Inmiddels zijn er ten aanzien van de Winkeltijdenwet twee wetsvoorstellen ingediend. Het eerste ligt bij de Eerste Kamer (en is de Tweede Kamer al door). Dit wetsvoorstel is van beperkte betekenis. Het vormt een vastlegging van voornoemde rechtspraak. Uit de wet blijkt duidelijk dat er een belangenafweging moet worden gemaakt tussen de belangen van de bewoners en die van ondernemers in een gemeente.

Het tweede wetsvoorstel is afgelopen juni pas ingediend. Hierin worden meer inhoudelijke wijzigingen doorgevoerd. Beoogd wordt de toerismebepaling helemaal te schrappen en de gemeente de volledige vrijheid te geven over het al dan niet toestaan van koopzondagen. De gemeente moet wel de belangen van de bewoners en die van ondernemers uit de gemeente tegen elkaar afwegen. Desalniettemin zal dit wetsvoorstel leiden tot een ingrijpende wijziging van de huidige situatie.
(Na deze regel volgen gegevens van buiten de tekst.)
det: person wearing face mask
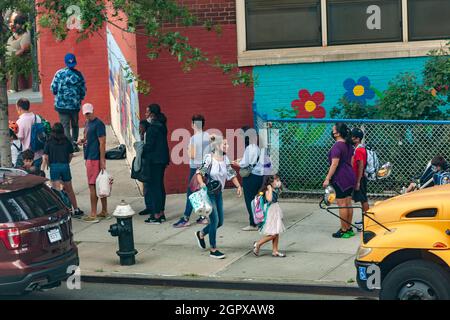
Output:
[6,13,31,92]
[142,103,169,224]
[323,123,356,239]
[195,136,242,259]
[253,175,286,258]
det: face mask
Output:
[331,131,336,140]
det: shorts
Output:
[333,183,353,199]
[353,177,368,203]
[86,160,100,186]
[50,163,72,182]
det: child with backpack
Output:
[253,175,286,258]
[18,149,45,177]
[42,122,84,218]
[9,128,22,167]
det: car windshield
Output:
[0,185,64,223]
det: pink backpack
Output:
[252,194,266,225]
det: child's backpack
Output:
[30,115,50,152]
[11,142,23,168]
[365,146,380,181]
[252,194,266,225]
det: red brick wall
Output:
[138,23,253,193]
[170,0,236,26]
[9,25,110,123]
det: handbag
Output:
[239,155,259,178]
[189,160,212,192]
[189,188,212,216]
[105,144,127,160]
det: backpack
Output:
[11,142,23,168]
[365,146,380,181]
[433,171,450,186]
[30,115,50,152]
[252,194,266,225]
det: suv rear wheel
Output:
[380,260,450,300]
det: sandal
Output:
[252,241,259,257]
[272,252,286,258]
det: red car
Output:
[0,168,79,295]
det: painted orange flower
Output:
[291,89,326,119]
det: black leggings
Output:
[242,173,264,227]
[144,164,166,215]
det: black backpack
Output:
[105,144,127,160]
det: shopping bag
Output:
[95,170,113,198]
[189,188,212,216]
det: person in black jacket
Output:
[143,104,169,224]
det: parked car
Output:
[0,168,79,295]
[355,185,450,300]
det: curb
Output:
[81,275,378,298]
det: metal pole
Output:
[29,0,40,92]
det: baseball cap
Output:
[82,103,94,115]
[64,53,77,68]
[352,128,364,139]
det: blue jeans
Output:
[202,192,223,249]
[184,168,197,220]
[242,173,264,227]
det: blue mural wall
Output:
[253,57,428,118]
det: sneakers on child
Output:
[72,208,84,219]
[173,217,191,228]
[144,216,161,224]
[97,212,112,220]
[209,250,225,259]
[345,228,355,238]
[195,216,209,224]
[332,229,347,239]
[195,231,206,249]
[241,226,259,231]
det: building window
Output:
[245,0,322,50]
[408,0,450,41]
[327,0,402,45]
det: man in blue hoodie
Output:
[51,53,86,151]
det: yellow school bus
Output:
[355,185,450,300]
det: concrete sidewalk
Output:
[72,129,359,287]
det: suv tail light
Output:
[0,228,20,250]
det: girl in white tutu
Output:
[253,175,286,258]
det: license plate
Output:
[47,229,62,243]
[358,267,367,281]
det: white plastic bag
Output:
[95,170,113,198]
[189,189,212,216]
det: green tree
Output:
[423,42,450,103]
[379,73,446,120]
[0,0,253,166]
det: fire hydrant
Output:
[108,200,138,266]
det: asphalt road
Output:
[0,283,373,300]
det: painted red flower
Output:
[291,89,326,119]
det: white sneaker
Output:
[241,226,259,231]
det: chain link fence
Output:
[255,112,450,197]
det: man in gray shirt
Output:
[173,115,209,228]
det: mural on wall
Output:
[107,30,139,150]
[344,76,375,104]
[253,57,427,119]
[291,89,326,119]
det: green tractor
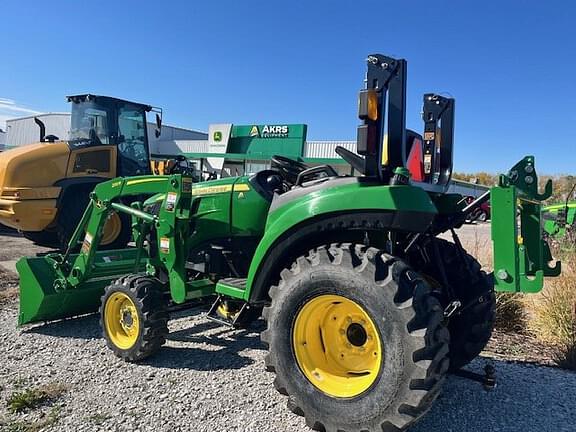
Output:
[17,54,560,432]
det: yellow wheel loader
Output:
[0,94,162,249]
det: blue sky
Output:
[0,0,576,174]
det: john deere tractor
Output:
[0,94,161,249]
[17,54,560,432]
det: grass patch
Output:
[496,293,527,334]
[528,253,576,370]
[7,383,66,413]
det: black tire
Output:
[56,191,132,251]
[411,239,496,371]
[261,244,450,432]
[22,230,58,247]
[100,275,168,362]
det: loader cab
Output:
[68,94,155,177]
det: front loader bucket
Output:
[16,249,142,325]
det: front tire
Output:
[100,275,168,362]
[262,244,449,432]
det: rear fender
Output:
[244,181,437,302]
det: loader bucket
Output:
[16,249,143,325]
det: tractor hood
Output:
[0,142,70,195]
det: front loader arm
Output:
[58,175,192,292]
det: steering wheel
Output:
[168,155,194,176]
[270,155,308,184]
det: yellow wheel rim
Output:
[104,292,140,349]
[100,212,122,246]
[292,295,382,398]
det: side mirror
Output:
[154,113,162,138]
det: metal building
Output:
[6,113,208,149]
[6,113,70,148]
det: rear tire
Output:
[262,244,450,432]
[100,275,168,362]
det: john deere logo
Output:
[250,125,289,138]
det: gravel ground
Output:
[0,304,576,432]
[0,226,576,432]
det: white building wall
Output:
[6,113,70,147]
[304,141,356,159]
[6,113,208,150]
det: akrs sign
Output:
[250,125,290,138]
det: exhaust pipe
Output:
[34,117,46,142]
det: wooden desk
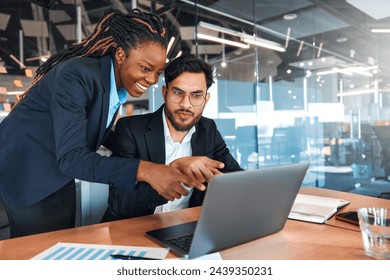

Een ander onderwerp dat de gemoederen blijft bezighouden is het thema seksuele intimidatie. Onduidelijk is wanneer daarvan volgens de wetgever sprake is. Die vraag staat centraal in een artikel van Van de Laar en Pfennings in ArbeidsRecht 2010/5, naar aanleiding van een recente uitspraak waarin werd geoordeeld dat de baas die tijdens een feestje voor de grap en zonder bijbedoelingen in een achterwerk kneep, zich niet schuldig had gemaakt aan seksuele intimidatie (zij het wel aan overschrijding van andere normen).

In 2005 werd het begrip seksuele intimidatie nog omschreven als „opmerkingen en gedragingen met een seksuele lading die door degene die wordt benaderd als ongewenst respectievelijk vernederend worden ervaren.” In 2006 heeft de wetgever het criterium dat de opmerking of gedraging door de benaderde persoon als seksueel intimiderend moet zijn ervaren, echter weggelaten. In de rechtspraak is daarom geen aandacht meer besteed aan de ervaring van de benadeelde om vast te stellen of er sprake is van seksuele intimidatie. Voldoende is dat het als zodanig kan worden opgevat. Inmiddels heeft de Hoge Raad onlangs geoordeeld dat alleen de bedoeling van de pleger meespeelt voor de vraag of er sprake is van seksuele intimidatie (en niet de ervaring van benadeelde).

De auteurs stellen dat dit slachtoffers tekortdoet. Bij de beoordeling moest niet de (subjectieve) ervaring van partijen worden betrokken. Nu de Hoge Raad de objectieve maatstaf invult door de onderliggende bedoelingen van de pleger, wordt de beoordeling toch weer subjectief. Dit had moeten worden voorkomen. Als blijkt dat een objectieve benadering onmogelijk is, dan moet zowel de ervaring van de pleger als die van de benadeelde worden bezien om tot een weloverwogen eindoordeel te komen.

In Mr. 2010/8/9 besteedt Henriette van Wermeskerken aandacht aan de rol van de gerechtssecretaris in een procedure. Vaak hebben mensen het idee dat degene in toga naast de rechter een notulist is. Wat men vaak niet weet is dat de gerechtssecretaris een hoogwaardige ondersteunende rol binnen de rechtspraak vervult. Deze rol maakt momenteel een ontwikkeling door.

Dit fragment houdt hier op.